The yield spread between SFR cap rates and the 10-year Treasury estimates the SFR risk premium. Despite growing SFR yields in the first quarter of 2022, this risk spread narrowed as the yield on Treasurys rose by a more significant 42 bps. In total, the risk premium sank 8 bps from the previous quarter to land at 3.7% — the lowest level since late 2018. Moreover, the risk premium is down by a weighty 70 bps from one year ago (Chart 6).
Pricing
According to a Chandan Economics analysis of Fannie Mae securitized mortgages, there are material differences between the average assessed property values on mortgages originated to single-family owner-occupants versus single-family investors. The average underwritten value of a single-family investment property in 2021 averaged $367,926 compared to $405,844 for owner-occupied units (Chart 7).
Several likely factors contribute to this valuation gap, one being that many investors are targeting value-add assets rather than paying top dollar for value that already exists. Additionally, investor-owned SFR properties have vacancy, turnover, and management-related expenses that owner-occupied units do not have to account for, contributing to lower values for the rental units. Nevertheless, the gap has narrowed dramatically over the past decade.
Between 2004 and 2011, the valuation gap sat in a consistent range of 27.2% to 32.5% (Chart 8). As more investors and capital entered the SFR space, discounted investment units became harder to find and competition for inventory ramped up. The valuation gap fell to an all-time low of 5.4% in 2017 before moderating in the years since. In 2021, the average valuation gap averaged 9.3% — a marginal 16 bps decrease from the 2020 average.
Supply & Demand Conditions
Residential Default Rates
During the 2008 housing crisis, investors with available financing took advantage of the market dislocation, acquiring large portfolios of single-family assets at steep discounts. According to the Federal Deposit Insurance Corporation (FDIC), mortgage default rates peaked at 8.1% in 2012, leading to an abundance of distressed sales and the beginning of the SFR sector as we know it today (Chart 11).
Build-to-Rent
Purpose-built SFR properties, known as build-to-rent (BTR) communities, continue to become a defining feature of the SFR sector, especially within the institutional slice of the market.

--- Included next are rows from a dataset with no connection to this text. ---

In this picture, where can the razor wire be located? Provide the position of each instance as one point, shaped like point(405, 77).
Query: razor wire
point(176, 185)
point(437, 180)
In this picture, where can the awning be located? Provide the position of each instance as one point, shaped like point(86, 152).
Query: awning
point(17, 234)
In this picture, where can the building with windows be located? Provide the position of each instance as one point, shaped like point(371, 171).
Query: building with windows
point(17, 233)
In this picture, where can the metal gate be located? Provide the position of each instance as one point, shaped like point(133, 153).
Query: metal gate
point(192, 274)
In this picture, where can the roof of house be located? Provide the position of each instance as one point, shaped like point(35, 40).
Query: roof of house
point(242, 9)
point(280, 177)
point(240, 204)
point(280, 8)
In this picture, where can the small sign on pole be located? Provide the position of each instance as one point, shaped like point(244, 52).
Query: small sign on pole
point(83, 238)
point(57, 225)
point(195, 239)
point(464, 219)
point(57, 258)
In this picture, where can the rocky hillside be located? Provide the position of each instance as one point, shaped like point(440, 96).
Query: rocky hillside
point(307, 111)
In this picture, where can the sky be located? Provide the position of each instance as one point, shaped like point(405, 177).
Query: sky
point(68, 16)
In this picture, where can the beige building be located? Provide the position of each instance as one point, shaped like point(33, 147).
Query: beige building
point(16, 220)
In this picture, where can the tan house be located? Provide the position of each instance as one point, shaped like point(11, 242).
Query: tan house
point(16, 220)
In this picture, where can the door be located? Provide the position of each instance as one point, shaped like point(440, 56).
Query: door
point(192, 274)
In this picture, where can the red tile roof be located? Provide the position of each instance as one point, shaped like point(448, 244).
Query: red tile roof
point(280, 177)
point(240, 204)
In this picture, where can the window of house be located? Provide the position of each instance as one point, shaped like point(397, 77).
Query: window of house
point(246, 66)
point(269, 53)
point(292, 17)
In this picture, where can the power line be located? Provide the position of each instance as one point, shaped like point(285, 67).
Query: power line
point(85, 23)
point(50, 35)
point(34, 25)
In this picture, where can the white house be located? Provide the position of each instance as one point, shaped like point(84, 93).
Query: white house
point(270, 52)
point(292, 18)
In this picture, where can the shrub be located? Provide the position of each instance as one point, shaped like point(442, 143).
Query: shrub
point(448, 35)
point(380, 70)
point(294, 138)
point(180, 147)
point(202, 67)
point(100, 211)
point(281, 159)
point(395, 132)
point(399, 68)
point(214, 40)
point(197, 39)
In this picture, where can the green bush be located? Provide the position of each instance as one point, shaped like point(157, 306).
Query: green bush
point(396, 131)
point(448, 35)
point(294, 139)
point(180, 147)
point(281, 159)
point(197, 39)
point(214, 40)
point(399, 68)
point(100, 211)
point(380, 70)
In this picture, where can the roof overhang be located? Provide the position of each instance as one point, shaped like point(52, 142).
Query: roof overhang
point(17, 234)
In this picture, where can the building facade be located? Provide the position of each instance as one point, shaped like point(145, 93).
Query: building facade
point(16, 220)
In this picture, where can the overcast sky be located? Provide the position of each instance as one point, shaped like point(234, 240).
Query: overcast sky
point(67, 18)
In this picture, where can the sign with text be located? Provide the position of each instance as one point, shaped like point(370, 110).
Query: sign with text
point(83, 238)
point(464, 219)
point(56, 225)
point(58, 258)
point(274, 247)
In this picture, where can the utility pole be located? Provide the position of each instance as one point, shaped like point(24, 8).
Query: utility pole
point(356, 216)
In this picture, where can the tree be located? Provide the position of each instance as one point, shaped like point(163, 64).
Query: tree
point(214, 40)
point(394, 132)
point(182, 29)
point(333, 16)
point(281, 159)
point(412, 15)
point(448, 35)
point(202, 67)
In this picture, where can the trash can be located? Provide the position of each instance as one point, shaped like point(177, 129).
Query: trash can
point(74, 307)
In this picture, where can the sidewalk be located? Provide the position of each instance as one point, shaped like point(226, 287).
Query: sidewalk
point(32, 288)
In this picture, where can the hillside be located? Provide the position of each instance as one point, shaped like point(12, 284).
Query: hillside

Based on an analysis of Census Bureau data, between 1975 and the start of the prior recession in 2007, BTRs accounted for a little less than 2.0% of all single-family construction starts (Chart 12). In 2013, BTR’s percentage share of construction starts reached an all-time high of 5.8%, and through the fourth quarter of 2021, the share remained elevated at 4.5%. BTR construction starts totaled 51,000 units through the end of 2021, a 15.9% growth rate from a year earlier and a new all-time high. While these construction totals represent significant market growth, they are also like to be understated.
Tracking Demand
Utilizing Google Trends, the popularity of the search term “homes for rent” can be leveraged as a proxy for hotspots of SFR demand. Savannah, GA, was the most popular area where the term was searched during the first quarter of 2022, dethroning another Georgia metro, Macon, which had seen the highest search frequency in the previous period (Table 1).